What Is the Difference Between Chia Oil, Linseed Oil and Cod Liver Oil?
Although the 3 oils are rich in omega 3, their healthy fats are not the same. The chia and flaxseed oil are rich in omega 3 essential called alpha-linolenic acid (ALA). For its part, cod liver oil is a source of another essential omega 3 fatty acids: DHA (docosahexaenoic acid) and EPA (eicosapentaenoic acid).
All are omega 3, but the flax and chia ALAs do not replace the DHA and EPA of cod liver oil. The three types of omega 3 protect cardiovascular and joint health and help reduce cholesterol. But DHA and EPA from cod liver oil are essential for maintaining optimal brain function.
Cod liver oil helps prevent neurodegenerative diseases, such as Alzheimer’s, dementia, and Parkinson’s disease. It also promotes vision health. However, this oil is not suitable for vegans and can be contaminated with heavy metals if it has not been prepared according to strict quality standards.
What Kind of Flax Supplements Exist and Suitable for Me?

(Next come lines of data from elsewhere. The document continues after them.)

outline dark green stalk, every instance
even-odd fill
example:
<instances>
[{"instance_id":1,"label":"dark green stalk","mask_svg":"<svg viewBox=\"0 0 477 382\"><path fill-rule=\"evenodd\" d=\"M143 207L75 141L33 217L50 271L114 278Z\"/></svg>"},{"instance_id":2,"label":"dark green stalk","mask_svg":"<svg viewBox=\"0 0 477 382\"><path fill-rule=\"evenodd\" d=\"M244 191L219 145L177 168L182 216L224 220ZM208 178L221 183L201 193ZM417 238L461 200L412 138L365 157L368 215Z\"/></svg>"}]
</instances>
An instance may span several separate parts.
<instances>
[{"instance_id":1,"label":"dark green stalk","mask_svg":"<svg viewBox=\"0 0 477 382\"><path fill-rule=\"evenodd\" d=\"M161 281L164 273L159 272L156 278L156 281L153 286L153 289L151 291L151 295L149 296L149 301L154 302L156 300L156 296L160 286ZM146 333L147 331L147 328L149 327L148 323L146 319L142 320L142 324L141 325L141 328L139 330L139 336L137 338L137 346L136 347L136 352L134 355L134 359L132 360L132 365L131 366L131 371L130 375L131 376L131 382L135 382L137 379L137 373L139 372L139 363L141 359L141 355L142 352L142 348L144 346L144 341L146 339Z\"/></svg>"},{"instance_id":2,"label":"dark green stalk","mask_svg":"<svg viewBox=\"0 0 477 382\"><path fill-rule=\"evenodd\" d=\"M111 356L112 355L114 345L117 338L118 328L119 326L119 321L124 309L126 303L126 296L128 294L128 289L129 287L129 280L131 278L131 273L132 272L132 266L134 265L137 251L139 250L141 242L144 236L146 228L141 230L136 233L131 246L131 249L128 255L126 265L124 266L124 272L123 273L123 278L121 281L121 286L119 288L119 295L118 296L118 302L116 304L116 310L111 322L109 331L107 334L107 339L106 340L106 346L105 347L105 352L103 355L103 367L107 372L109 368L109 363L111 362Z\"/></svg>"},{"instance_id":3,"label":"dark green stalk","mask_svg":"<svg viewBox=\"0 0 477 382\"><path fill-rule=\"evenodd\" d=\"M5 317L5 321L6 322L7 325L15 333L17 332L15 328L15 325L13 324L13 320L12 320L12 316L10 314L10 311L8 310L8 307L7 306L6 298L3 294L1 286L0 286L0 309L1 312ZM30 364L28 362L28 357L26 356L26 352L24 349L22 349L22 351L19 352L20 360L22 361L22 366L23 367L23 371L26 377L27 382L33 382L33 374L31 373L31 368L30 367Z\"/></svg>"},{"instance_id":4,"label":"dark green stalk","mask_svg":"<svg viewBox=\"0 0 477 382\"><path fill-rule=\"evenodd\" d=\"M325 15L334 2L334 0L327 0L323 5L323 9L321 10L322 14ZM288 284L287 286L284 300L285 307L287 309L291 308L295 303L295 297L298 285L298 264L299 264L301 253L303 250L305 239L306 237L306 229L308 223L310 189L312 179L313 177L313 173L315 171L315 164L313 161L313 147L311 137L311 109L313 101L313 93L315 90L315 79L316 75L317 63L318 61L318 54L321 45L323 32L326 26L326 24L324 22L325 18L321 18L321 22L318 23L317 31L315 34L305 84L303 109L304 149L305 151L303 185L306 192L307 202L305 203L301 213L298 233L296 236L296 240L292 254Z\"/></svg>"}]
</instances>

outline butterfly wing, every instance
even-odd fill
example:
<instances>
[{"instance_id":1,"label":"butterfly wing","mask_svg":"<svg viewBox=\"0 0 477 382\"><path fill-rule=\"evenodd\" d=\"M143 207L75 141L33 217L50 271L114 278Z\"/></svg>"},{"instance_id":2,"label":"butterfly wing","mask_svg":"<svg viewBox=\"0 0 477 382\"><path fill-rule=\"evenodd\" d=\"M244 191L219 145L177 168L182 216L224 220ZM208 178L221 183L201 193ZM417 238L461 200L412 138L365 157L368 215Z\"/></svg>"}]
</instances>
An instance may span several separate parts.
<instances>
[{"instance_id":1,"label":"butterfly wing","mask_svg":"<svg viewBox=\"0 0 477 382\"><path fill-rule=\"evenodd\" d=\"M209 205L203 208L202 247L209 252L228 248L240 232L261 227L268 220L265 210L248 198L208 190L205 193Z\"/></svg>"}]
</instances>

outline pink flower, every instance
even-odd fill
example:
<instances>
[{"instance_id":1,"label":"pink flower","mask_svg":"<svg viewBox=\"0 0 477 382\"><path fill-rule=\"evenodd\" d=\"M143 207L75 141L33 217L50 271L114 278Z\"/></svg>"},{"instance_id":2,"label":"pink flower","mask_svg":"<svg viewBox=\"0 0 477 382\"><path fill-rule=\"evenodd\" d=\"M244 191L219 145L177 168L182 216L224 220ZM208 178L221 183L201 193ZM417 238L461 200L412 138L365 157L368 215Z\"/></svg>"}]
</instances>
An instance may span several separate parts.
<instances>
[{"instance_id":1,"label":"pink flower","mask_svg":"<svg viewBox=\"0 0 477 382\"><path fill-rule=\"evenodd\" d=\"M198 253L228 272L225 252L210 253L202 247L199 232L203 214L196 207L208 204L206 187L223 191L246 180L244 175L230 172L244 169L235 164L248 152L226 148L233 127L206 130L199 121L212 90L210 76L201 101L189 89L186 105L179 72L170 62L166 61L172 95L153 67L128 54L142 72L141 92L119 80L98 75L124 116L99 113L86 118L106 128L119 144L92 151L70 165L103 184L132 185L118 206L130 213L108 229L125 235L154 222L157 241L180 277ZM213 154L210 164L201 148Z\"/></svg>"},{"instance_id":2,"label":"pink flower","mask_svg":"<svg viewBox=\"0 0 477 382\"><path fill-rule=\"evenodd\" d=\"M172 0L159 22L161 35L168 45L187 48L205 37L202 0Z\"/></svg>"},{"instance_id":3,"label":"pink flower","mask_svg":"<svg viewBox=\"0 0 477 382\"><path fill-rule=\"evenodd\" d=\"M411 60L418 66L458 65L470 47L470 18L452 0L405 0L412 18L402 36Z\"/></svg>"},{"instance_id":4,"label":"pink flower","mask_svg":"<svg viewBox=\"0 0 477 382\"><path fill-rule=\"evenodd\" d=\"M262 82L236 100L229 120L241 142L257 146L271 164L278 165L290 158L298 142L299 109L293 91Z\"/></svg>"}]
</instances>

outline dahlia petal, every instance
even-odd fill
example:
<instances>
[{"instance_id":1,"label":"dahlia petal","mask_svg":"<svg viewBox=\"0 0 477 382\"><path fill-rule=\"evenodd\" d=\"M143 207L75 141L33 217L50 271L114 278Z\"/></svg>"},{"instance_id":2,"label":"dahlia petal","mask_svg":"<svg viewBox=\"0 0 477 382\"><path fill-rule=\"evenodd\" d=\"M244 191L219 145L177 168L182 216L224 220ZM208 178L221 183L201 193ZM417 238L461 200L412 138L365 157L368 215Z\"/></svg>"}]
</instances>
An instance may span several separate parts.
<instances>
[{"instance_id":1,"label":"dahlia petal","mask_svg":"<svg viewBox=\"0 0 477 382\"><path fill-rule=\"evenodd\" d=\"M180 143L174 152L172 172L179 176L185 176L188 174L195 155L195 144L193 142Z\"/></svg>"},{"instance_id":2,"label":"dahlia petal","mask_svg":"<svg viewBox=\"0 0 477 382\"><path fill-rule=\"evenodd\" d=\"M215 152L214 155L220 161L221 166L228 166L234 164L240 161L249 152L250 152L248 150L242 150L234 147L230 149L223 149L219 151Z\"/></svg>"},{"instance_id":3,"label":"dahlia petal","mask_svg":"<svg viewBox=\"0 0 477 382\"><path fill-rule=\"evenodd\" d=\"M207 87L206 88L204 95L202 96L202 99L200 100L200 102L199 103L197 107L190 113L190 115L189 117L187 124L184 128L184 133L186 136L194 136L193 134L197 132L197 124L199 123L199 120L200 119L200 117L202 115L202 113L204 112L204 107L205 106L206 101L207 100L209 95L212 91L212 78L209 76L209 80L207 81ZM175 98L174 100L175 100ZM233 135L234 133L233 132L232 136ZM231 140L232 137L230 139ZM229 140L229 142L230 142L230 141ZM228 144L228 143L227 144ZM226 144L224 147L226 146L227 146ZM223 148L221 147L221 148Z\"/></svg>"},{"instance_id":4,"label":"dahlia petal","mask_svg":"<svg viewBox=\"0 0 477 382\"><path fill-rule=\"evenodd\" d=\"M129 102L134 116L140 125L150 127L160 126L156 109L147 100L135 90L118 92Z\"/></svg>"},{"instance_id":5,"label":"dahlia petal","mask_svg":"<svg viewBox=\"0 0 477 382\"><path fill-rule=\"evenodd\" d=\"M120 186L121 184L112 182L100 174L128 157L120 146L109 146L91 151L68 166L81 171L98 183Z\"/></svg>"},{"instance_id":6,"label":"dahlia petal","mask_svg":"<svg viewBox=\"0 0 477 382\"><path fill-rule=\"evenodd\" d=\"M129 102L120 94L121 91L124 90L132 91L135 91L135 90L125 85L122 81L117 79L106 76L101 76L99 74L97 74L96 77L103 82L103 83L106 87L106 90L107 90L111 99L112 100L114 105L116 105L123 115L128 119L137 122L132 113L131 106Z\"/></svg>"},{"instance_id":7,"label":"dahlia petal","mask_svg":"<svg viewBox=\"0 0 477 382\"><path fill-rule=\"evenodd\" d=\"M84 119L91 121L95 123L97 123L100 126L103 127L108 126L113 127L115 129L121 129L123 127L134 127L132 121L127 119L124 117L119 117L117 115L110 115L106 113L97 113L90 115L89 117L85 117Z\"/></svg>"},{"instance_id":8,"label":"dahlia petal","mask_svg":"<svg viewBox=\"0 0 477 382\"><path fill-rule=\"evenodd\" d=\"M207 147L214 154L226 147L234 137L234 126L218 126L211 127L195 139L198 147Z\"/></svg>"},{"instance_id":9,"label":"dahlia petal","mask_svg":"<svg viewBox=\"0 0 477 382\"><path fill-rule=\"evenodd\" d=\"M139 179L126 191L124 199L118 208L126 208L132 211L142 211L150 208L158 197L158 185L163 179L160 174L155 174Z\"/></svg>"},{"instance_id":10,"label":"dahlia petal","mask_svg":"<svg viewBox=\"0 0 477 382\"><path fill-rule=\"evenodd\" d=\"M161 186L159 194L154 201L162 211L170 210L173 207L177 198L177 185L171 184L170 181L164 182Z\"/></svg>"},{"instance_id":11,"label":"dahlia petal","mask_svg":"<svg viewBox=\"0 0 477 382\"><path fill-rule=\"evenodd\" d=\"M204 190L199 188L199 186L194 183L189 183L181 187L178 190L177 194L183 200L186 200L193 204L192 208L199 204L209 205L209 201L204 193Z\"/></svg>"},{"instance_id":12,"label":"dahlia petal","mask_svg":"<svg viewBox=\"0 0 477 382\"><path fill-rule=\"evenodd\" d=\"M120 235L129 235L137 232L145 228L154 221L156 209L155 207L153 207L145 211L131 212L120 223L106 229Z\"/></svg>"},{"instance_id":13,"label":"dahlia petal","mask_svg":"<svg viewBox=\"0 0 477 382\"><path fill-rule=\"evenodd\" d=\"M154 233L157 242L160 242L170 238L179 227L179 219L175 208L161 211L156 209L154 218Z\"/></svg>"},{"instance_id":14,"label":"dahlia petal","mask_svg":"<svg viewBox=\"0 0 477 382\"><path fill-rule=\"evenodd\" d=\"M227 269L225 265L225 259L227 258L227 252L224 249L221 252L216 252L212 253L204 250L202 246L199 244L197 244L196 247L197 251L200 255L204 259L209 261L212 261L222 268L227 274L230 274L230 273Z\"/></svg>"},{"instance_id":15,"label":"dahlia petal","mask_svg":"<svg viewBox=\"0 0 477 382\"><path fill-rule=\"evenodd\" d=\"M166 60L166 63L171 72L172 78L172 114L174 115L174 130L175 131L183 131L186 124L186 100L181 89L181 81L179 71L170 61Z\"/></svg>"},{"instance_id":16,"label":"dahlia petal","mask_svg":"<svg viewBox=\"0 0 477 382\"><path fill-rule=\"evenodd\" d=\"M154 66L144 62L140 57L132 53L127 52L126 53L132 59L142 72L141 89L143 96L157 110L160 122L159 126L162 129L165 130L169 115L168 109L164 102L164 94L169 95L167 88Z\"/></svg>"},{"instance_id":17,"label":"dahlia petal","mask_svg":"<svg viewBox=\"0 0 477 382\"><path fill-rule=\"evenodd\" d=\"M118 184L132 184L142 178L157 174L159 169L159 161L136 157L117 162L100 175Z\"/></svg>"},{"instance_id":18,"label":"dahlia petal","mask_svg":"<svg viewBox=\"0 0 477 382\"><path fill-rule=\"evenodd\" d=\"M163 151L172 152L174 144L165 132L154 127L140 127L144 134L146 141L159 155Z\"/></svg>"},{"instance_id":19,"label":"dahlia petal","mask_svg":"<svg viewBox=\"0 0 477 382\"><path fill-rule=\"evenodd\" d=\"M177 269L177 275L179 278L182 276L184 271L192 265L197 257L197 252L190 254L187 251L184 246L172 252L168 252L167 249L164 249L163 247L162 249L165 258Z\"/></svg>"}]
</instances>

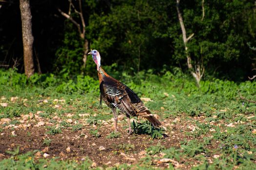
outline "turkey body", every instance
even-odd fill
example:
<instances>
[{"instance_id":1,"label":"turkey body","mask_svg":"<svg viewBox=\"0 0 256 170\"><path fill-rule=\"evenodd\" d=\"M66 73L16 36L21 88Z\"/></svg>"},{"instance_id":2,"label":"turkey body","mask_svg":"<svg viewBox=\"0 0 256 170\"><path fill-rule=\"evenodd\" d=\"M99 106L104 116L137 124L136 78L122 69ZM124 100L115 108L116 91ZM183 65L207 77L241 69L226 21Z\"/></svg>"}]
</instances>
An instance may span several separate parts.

As we have seen above, there are several flax products and each of them has different uses and properties. Although it is of excellent quality in supplement, it may not be the right one to meet your needs. When buying a flaxseed supplement you have to choose between:
- Whole flax seeds
- Ground flax seeds
- Flaxseed flour
- Linseed oil
- Linseed oil capsules
- Whole flax seeds
Whole flax seeds are a source of protein fats (20%), fiber (28%), and omega 3, 6 and 9 (40%). If they are not crushed or hydrated before being consumed, they will act only as a light laxative and their most important nutrients will not be exploited: lignans, mucilages, vitamin E, magnesium, proteins, and healthy fats.
Ground Flax Seeds
Ground flax seeds provide 20% protein, 40% fat, and 26% fiber. When the seed is crushed, a small amount of fiber is lost. However, ground flax seeds are highly digestible, especially when immersed in water (germination). They allow you to take advantage of all the nutrients present in the seed.
Flax Seed Flour
Once the seeds are squeezed to extract the oil, a dry mass is obtained which, after grinding, will give rise to the flaxseed flour. Therefore, flour is more concentrated in proteins (38%) and fibers (35%) than seeds and less in fats (23%). We recommend using this flour mixed with others.
Linseed Oil
Flaxseed oil consists practically of pure omega 3, 6, and 9. To maintain the excellent quality of the seeds’ fats, it is important that the oil is obtained by cold pressing. High temperatures alter the quality of the oil’s fatty acids and lose their properties.
Linseed Oil Capsules
Flaxseed capsules are composed of oil enclosed with a plant component called hydroxypropyl methylcellulose, which is suitable for vegans. Like linseed oil, they do not supply fiber or protein, only omega 3, 6 and 9 fats, and vitamin E.